On Sun, Jan 1, 2012 at 12:12 AM, Niels de Carpentier
<ni...@decarpentier.com> wrote:
>>> ... and depending on which SSD you use, it shouldn't matter. Really.
>>>
>>> Last time I tried with sandforce SSD + btrfs + -o discard, forcing
>>> trim actually made things slower. Sandforce (and probably other modern
>>> SSD) controllers can work just fine even without explicit trim fs
>>> support.
>>
>> What command did you use to test this?

Normal usage, and some random i/o test tool like fio.

>>
>> I have an OCZ Agility 3 SSD, which have the latest Sandforce
>> controller, so I would really like to try reproduce your test setup.

Yours should be newer. Mine is somewhat-old corsair force 60 GB with
btrfs on top. When I activated -o discard, it actually become slower.
Also, when I used fstrim, the IOPS were capped at 100, so probably the
slowdown is because of that (i.e. IOPS-limit of TRIM somewhere,
possibly the controller)

>
> Ok, the sandforce controller makes things interesting.
>
> First of all, sandforce controllers have a very high failure rate, so make
> sure you have backups!!

Yes, but even knowing that I can't imagine going back to HDD for this
particular system. It'd be too slow to bear :P

> Sandforce controllers also use compression and deduplication to increase
> performance.
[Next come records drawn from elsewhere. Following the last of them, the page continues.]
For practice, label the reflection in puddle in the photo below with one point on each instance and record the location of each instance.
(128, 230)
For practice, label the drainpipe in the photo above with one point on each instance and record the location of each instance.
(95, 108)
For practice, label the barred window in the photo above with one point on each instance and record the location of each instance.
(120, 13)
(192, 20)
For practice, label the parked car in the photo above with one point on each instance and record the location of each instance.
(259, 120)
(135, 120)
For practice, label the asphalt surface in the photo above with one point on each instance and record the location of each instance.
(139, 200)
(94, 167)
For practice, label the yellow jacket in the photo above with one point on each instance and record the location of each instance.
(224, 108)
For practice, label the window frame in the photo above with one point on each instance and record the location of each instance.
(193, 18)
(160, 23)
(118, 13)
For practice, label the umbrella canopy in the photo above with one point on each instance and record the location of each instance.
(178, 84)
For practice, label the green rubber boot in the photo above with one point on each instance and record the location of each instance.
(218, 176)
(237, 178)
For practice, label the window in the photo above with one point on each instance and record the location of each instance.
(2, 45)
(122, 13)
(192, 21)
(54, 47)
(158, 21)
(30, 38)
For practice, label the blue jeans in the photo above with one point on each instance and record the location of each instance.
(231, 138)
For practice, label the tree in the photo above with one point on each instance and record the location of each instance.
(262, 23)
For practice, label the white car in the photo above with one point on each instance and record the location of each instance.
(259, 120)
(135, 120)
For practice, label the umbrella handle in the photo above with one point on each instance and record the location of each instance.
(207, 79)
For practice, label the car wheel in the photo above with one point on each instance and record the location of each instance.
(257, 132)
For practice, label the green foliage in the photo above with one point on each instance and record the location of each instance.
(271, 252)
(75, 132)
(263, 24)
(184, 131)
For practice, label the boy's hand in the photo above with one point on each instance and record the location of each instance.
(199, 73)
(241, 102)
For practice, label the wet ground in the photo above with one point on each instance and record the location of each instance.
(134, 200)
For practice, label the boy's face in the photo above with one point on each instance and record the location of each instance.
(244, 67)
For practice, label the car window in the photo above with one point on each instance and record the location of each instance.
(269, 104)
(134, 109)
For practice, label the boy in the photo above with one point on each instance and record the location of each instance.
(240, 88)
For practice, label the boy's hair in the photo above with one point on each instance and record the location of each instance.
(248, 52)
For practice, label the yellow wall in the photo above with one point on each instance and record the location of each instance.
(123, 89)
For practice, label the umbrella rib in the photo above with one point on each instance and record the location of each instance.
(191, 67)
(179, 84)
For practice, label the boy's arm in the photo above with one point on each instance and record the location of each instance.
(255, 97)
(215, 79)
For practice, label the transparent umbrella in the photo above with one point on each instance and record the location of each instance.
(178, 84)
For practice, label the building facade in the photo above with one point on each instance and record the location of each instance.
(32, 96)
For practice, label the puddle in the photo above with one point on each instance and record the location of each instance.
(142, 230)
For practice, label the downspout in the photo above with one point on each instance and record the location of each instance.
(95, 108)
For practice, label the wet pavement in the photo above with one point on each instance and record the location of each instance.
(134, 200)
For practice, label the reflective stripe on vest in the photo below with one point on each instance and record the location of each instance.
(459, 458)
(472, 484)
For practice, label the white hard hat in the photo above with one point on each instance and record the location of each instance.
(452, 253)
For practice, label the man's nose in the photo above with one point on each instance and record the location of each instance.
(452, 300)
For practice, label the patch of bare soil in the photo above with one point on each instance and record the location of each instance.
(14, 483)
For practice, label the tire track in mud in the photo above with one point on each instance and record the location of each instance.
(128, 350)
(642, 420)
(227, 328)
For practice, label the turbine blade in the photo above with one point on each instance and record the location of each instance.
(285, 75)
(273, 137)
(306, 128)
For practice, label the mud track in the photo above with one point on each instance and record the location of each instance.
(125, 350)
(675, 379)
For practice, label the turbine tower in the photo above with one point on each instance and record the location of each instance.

Encryption will make your data incompressible and random, so
> this can have a big impact on performance, depending on the
> characteristics of your data.

In my case I use compress=lzo, so it shouldn't be compressible by the
controllers.

> Sandforce controllers also have life time throttling, which will throttle
> writes heavily if it thinks you will wear out the  flash within the
> warranty period. If you have a very heavy write workload this can be an
> issue.

That's new. Is there a link/reference for that?

>
> If you don't have a working trim it is a good idea to leave part of your
> drive unused. (Make sure you either do this after a full write erase of
> the drive, or do a manual trim of that area, otherwise it won't work).
> This will make sure the drive has enough spare sectors to do garbage
> collection and can greatly improve performance if your drive is full.

True. But on my last test I can't get fstrim to trim everything. It
could only trim about 2GB out of 12GB free space.